Шомберг негодующе вытер губы салфеткой и взглянул на меня. Несмотря на мое угнетенное состояние, я подумал, что Фальк не так уж не прав, если все мясо в городе похоже на эти котлеты. Я готов был высказать свою мысль вслух, но взгляд Шомберга смутил меня, и я только прошептал:
— Быть может, он — вегетарианец.
— Он скряга. Жалкий скряга! — энергично заявил хозяин гостиницы. — Конечно, мясо здесь хуже, чем на родине. И дорого стоит. Но посмотрите на меня! Я беру за завтрак всего один доллар, а за обед — полтора.
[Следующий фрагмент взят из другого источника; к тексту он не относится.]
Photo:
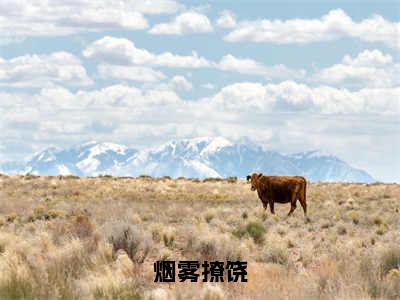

Где вы найдете дешевле? А почему я это делаю? Прибыль-то ведь невелика. Фальк и возиться бы с этим не стал. Я это делаю для белых людей, которым негде получить хороший обед и съесть его в приличной компании. А за моим столом всегда собирается лучшее общество.
И он с таким убежденным видом оглядел пустые стулья, что я почувствовал себя так, словно попал на завтрак высокопоставленных призраков.